Gracias a ese joven, terminé de entender que ese es nuestro deber; el de ayudar a entender la excepcionalidad de un fenómeno disruptivo, que, por su complejidad y extensión, no se parece a ningún otro, y que, naturalmente, nos genera angustia y desconcierto, como cualquier abismo al que nos asomamos por primera vez, pero al que debemos responder anteponiendo la razón al impulso, la generosidad al egoísmo y la solidaridad al sálvese quien pueda.
Es posible que el mundo que habitemos tras esta peste sea muy distinto al que hoy conocemos, tanto desde el punto de vista político como económico, pero sobre todo en el plano de las relaciones humanas y la percepción del otro. Por lo que, como obreros del conocimiento y la esperanza (¿qué otra cosa es un maestro o un profesor si no eso?), tendremos la responsabilidad de seguir reivindicando la alegría, de insistir en la importancia de aprender de nuestros errores, de rescatar la ejemplaridad de aquellos que priorizan el interés general al propio y el de estimular la libertad como fuerza creadora.
Como en “La Peste” de Albert Camus, al que muchos –con acierto- han vuelto a leer por estos días, lo esencial para combatir la plaga es la “decencia”.
Por eso, invito a mis colegas y a todos aquellos que dedican su vida a la actividad intelectual (escritores, periodistas, filósofos, científicos, artistas, etc.) a cumplir con nuestro deber. A no sumarnos al coro de opinólogos y catastrofistas que pululan en las redes.
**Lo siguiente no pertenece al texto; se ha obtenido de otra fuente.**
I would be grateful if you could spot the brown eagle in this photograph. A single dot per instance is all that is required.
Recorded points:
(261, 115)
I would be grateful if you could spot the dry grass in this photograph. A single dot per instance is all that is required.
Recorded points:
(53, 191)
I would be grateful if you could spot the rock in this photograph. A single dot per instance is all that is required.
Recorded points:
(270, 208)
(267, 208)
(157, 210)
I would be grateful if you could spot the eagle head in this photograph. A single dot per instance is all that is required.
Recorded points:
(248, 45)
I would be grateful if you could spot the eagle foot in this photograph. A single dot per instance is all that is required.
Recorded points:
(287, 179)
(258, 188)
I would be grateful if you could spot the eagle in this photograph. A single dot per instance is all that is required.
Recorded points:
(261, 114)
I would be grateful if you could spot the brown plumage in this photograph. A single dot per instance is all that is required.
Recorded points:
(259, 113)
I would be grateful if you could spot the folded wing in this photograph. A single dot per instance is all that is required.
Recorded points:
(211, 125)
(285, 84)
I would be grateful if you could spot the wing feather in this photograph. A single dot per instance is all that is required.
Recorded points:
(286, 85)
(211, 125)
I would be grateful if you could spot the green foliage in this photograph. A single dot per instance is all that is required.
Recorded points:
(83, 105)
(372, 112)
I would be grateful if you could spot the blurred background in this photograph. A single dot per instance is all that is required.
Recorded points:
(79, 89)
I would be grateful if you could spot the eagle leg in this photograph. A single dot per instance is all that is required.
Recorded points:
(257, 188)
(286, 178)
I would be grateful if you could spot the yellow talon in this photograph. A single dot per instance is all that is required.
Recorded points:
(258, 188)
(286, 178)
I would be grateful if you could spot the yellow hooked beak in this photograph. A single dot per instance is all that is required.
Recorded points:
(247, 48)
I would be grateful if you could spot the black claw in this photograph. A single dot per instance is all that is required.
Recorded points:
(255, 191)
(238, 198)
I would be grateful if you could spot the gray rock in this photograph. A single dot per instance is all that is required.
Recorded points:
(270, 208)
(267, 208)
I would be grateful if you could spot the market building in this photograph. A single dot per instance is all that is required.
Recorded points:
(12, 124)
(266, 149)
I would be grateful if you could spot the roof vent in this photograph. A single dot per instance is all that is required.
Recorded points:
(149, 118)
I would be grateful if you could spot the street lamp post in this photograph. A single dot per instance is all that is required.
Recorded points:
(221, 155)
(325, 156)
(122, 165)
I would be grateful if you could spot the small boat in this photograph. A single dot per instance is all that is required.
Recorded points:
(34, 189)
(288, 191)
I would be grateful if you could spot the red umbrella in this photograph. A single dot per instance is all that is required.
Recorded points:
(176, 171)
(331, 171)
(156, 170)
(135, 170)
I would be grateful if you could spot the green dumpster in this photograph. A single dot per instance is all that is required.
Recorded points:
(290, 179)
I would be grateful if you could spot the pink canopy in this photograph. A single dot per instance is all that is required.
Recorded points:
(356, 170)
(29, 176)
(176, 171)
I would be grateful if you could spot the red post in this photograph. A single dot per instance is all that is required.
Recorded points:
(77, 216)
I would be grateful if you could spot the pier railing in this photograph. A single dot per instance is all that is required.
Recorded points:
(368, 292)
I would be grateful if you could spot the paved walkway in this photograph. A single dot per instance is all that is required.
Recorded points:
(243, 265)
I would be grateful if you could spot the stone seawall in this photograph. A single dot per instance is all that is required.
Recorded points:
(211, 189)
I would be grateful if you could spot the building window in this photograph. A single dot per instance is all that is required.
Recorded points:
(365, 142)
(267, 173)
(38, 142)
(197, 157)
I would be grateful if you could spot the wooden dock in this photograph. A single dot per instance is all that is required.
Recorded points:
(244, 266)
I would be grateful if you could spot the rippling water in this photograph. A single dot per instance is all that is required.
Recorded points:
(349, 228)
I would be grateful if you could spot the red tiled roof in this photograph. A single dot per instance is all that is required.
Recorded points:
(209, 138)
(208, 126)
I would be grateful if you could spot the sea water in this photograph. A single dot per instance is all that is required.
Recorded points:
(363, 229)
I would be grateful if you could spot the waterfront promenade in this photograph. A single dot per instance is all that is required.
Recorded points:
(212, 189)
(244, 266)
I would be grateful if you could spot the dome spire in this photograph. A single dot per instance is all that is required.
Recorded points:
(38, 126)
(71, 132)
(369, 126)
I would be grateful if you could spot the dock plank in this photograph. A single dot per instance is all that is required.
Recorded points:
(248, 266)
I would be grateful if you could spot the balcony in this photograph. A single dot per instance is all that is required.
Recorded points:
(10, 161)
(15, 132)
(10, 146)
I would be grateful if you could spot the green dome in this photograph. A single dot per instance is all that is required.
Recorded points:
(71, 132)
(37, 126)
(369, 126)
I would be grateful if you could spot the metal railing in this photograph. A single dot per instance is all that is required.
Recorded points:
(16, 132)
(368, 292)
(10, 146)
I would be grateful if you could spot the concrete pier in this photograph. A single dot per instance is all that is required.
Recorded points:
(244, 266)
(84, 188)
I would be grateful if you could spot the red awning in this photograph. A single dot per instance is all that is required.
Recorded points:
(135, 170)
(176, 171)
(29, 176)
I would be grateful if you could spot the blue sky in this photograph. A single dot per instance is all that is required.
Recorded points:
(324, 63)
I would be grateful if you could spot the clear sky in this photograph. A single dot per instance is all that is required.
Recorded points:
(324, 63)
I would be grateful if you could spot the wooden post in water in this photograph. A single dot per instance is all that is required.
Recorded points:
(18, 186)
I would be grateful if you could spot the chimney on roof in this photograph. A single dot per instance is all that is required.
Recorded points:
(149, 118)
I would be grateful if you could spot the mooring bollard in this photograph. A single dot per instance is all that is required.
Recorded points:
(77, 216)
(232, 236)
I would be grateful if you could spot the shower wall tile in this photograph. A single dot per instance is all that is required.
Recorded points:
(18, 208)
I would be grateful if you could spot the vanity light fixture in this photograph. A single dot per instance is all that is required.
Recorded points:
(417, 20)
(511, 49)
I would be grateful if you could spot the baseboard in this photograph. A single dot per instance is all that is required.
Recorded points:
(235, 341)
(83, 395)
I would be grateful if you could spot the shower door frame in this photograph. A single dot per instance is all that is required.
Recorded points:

A ayudar a pensar. A combatir la superstición y el miedo. A preservar la fe en el conocimiento y el progreso humano. A decir no sé y paliar esa angustia con lectura y reflexión. A sumar un poquito de luz, con humildad y apertura intelectual, tratando de convertir la incertidumbre que nos abruma en una oportunidad de aprendizaje social y personal.
Después de todo, docencia y decencia son algo más que palabras similares; en el fondo, son lo mismo. Y confluyen sobre nuestros hombros como una responsabilidad antigua y sagrada.